Cała sprawa wynikła z planowanego dziennego przebiegu tramwajów – miasto wraz z inżynierem kontraktu uznało, że każdy z wozów będzie mógł przejechać każdego dnia 300 kilometrów. Mocno upraszczając byłoby to około 30 przejazdów na trasie podstawowej Dworzec Główny – Jaroty, a ponieważ kurs tam i z powrotem  zajmować ma – znów w przybliżeniu – godzinę, to można w wielkim skrócie, że każdy pojazd mógłby być eksploatowany przez 15 godzin dziennie. Tymczasem okazało się, że unijne normy stanowią inaczej i tramwaj może maksymalnie przejeżdżać w ciągu dnia 250 kilometrów. Przepisy unijne są często obiektem anegdot, ale akurat w tym przypadku okazują się bardzo przydatne i świetnie, że dobry wujek z Brukseli, który wykłada 85% pieniędzy, pilnuje, żeby były one wydawane rozsądnie. Skrócenie dnia pracy tramwaju z 15 do 12-13 godzin po pierwsze da więcej czasu na bieżące prace eksploatacyjne (przy maksymalnym wykorzystaniu wozów prace ograniczone byłyby właściwie tylko do pory nocnej), a po drugie w istotny sposób wydłuży żywotność tramwaju. Tę – przypomnijmy – szacuje się na 30 lat (chociaż niemieckie tramwaje z lat 60. i 70. kursujące z powodzeniem w wielu polskich miastach pokazują, że to szacunek bardzo ostrożny), podczas gdy tabor autobusowy zużywa się dwa razy szybciej, bo do kasacji trafia przeciętnie po 15 latach.

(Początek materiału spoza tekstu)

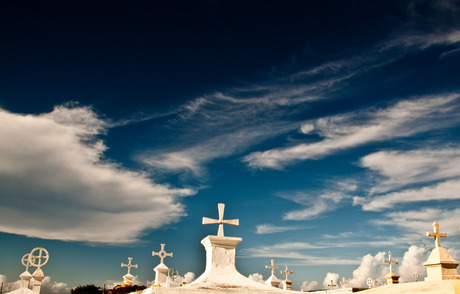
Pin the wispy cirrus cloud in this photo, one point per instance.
(401, 168)
(421, 220)
(294, 250)
(315, 203)
(270, 229)
(229, 122)
(340, 132)
(55, 182)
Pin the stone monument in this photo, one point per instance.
(128, 278)
(344, 283)
(287, 284)
(332, 285)
(391, 278)
(38, 257)
(220, 273)
(273, 280)
(440, 264)
(161, 271)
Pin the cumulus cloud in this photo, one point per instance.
(307, 128)
(331, 277)
(55, 182)
(270, 229)
(421, 220)
(187, 278)
(48, 286)
(309, 286)
(370, 267)
(345, 131)
(412, 263)
(257, 278)
(9, 286)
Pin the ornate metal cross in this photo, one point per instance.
(390, 261)
(36, 260)
(272, 267)
(162, 253)
(129, 265)
(287, 272)
(221, 221)
(437, 235)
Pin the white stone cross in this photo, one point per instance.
(36, 260)
(272, 267)
(129, 265)
(162, 253)
(287, 272)
(220, 221)
(332, 284)
(437, 235)
(390, 261)
(344, 282)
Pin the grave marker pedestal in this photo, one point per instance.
(440, 264)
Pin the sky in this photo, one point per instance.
(330, 129)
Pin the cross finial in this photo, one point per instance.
(27, 260)
(332, 284)
(437, 235)
(162, 253)
(344, 282)
(103, 289)
(390, 261)
(287, 272)
(272, 267)
(129, 265)
(221, 221)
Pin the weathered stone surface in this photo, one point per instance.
(432, 287)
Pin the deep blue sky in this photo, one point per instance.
(329, 128)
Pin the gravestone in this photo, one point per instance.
(440, 264)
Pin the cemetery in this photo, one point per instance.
(222, 276)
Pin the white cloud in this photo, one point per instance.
(270, 229)
(294, 250)
(421, 220)
(443, 191)
(9, 286)
(331, 277)
(307, 128)
(401, 168)
(413, 263)
(308, 286)
(55, 182)
(313, 205)
(340, 132)
(193, 158)
(257, 278)
(187, 278)
(370, 267)
(53, 287)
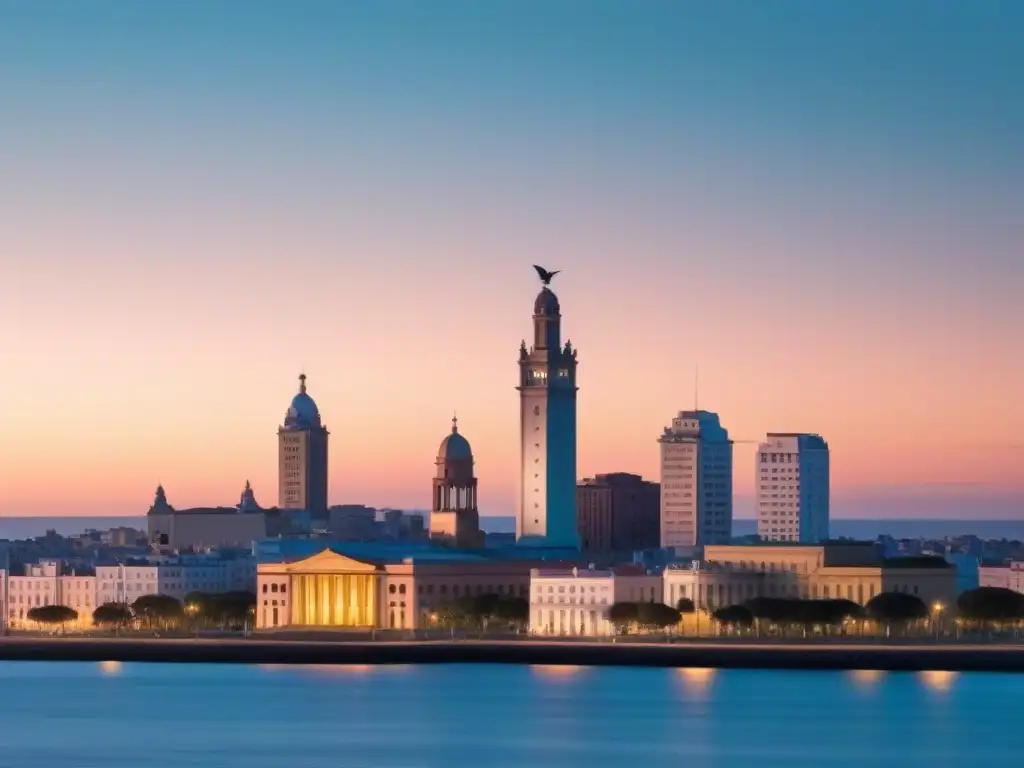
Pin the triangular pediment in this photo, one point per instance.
(329, 561)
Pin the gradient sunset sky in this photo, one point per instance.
(820, 204)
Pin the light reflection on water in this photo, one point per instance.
(448, 715)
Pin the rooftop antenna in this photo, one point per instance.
(696, 387)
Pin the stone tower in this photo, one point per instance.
(302, 456)
(454, 515)
(548, 431)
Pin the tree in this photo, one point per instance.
(162, 610)
(623, 614)
(656, 615)
(991, 604)
(515, 610)
(685, 605)
(52, 614)
(895, 607)
(114, 615)
(734, 615)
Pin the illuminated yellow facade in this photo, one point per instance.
(330, 590)
(326, 590)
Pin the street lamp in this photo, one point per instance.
(937, 609)
(192, 609)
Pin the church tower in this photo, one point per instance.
(454, 515)
(302, 456)
(548, 430)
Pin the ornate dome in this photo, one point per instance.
(302, 414)
(455, 446)
(547, 302)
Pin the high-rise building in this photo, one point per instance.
(617, 512)
(302, 456)
(793, 487)
(548, 431)
(454, 515)
(696, 480)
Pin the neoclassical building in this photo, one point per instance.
(454, 515)
(331, 590)
(732, 573)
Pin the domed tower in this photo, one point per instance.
(302, 456)
(454, 516)
(548, 430)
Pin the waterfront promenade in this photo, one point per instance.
(766, 654)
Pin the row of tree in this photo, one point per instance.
(484, 611)
(229, 609)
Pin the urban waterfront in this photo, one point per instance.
(235, 715)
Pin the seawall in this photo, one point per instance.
(769, 656)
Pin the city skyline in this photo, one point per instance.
(197, 230)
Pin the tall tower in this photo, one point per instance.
(793, 487)
(302, 456)
(696, 480)
(548, 430)
(454, 516)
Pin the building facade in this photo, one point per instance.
(202, 528)
(178, 577)
(548, 432)
(617, 512)
(330, 590)
(696, 481)
(850, 571)
(454, 516)
(1009, 576)
(793, 477)
(576, 601)
(47, 583)
(302, 456)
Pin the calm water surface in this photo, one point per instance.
(110, 715)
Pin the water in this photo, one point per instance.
(862, 529)
(123, 716)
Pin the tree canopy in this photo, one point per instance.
(158, 608)
(649, 615)
(896, 607)
(991, 604)
(737, 615)
(795, 610)
(52, 614)
(623, 614)
(480, 609)
(685, 605)
(656, 615)
(112, 614)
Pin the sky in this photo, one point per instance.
(819, 205)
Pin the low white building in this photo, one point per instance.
(711, 586)
(577, 601)
(51, 583)
(46, 583)
(1008, 576)
(175, 577)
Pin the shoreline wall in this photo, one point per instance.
(892, 658)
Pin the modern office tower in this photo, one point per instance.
(548, 431)
(302, 456)
(696, 481)
(793, 487)
(617, 512)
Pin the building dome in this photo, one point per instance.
(302, 414)
(455, 446)
(547, 302)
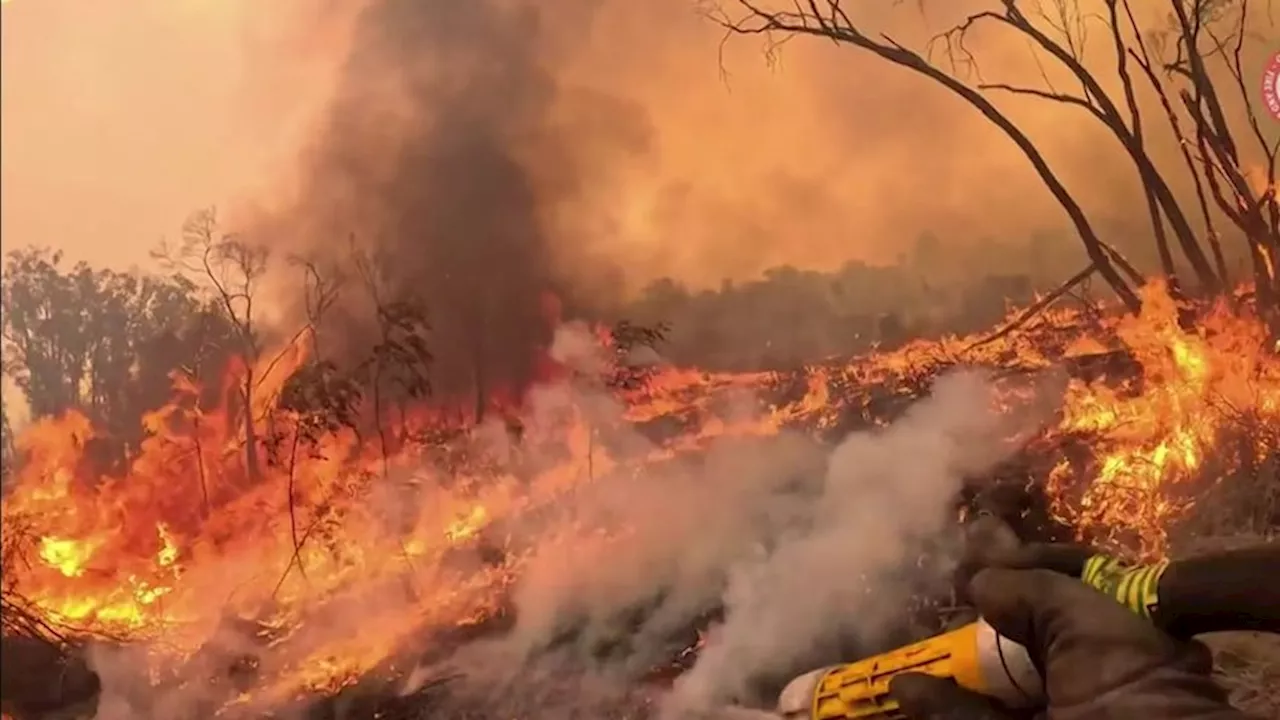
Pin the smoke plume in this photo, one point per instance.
(809, 552)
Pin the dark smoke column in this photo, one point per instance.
(439, 151)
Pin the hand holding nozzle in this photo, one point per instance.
(1114, 643)
(1104, 659)
(1098, 659)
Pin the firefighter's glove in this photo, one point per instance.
(1100, 661)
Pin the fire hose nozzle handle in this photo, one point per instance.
(976, 656)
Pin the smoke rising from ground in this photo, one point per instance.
(810, 554)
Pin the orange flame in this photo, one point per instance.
(190, 534)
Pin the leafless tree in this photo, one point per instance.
(1183, 64)
(232, 269)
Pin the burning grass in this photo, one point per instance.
(338, 569)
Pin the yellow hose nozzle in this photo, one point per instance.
(976, 656)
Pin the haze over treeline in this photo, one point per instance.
(483, 158)
(635, 149)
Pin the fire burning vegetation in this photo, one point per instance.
(341, 557)
(214, 513)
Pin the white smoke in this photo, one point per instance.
(803, 547)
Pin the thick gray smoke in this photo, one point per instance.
(448, 149)
(810, 552)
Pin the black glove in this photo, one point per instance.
(1100, 661)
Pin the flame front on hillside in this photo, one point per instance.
(338, 551)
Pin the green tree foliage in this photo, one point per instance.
(100, 341)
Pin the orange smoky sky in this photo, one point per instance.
(119, 117)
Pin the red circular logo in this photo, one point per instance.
(1271, 86)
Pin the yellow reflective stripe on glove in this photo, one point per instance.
(1134, 587)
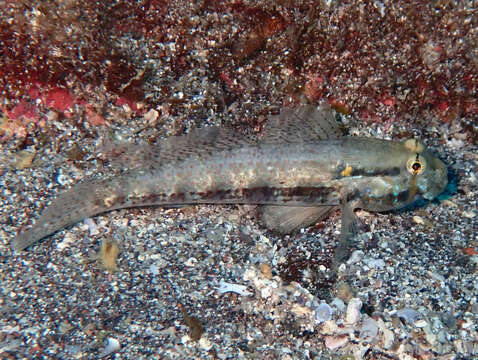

Na taką sytuację można było zareagować dwojako: albo skrócić trasy tramwajów, co raczej w grę nie wchodziło, albo zamówić więcej pojazdów. Zwyciężyła druga opcja – zdroworozsądkowa – i przyniesie to niemal same korzyści. Być może uda się zwiększyć częstotliwość kursowania na liniach Dworzec Główny – Jaroty i Dworzec Główny – Kortowo, gdzie zaplanowany jest takt 20-minutowy (o pierwszych przymiarkach do rozkładów jazdy informowaliśmy w sierpniu 2010 roku). Piszemy „być może”, bo wymaga to bardziej precyzyjnych wyliczeń. Nawet jeśli częstotliwość kursowania się nie zwiększy, to możliwe, że zyskamy rezerwę, czyli wóz pojawiający się w ruchu liniowym w wypadku awarii któregoś z tramwajów albo w razie potrzeby doraźnego zagęszczenia kursów.

Na pewno za to tramwaje będą mogły więcej czasu spędzać w zajezdni, co ułatwi bieżące przeglądy. Gdyby było ich mniej – a w pewnym momencie mowa była nawet o zamówieniu tylko 11 wozów – byłyby eksploatowane przez dłuższy czas, do zajezdni zjeżdżałyby więc równie późno i wszystkie musiałyby być konserwowane w nocy. Jednoczesna obsługa ponad dziesiątki tramwajów wymagałaby albo większej liczby zatrudnionych (a to niestety podwyższa koszty), albo rzadszych przeglądów, co z kolei wpływa na żywotność wozów. Gdy tramwajów będzie więcej, można to będzie rozsądniej rozplanować.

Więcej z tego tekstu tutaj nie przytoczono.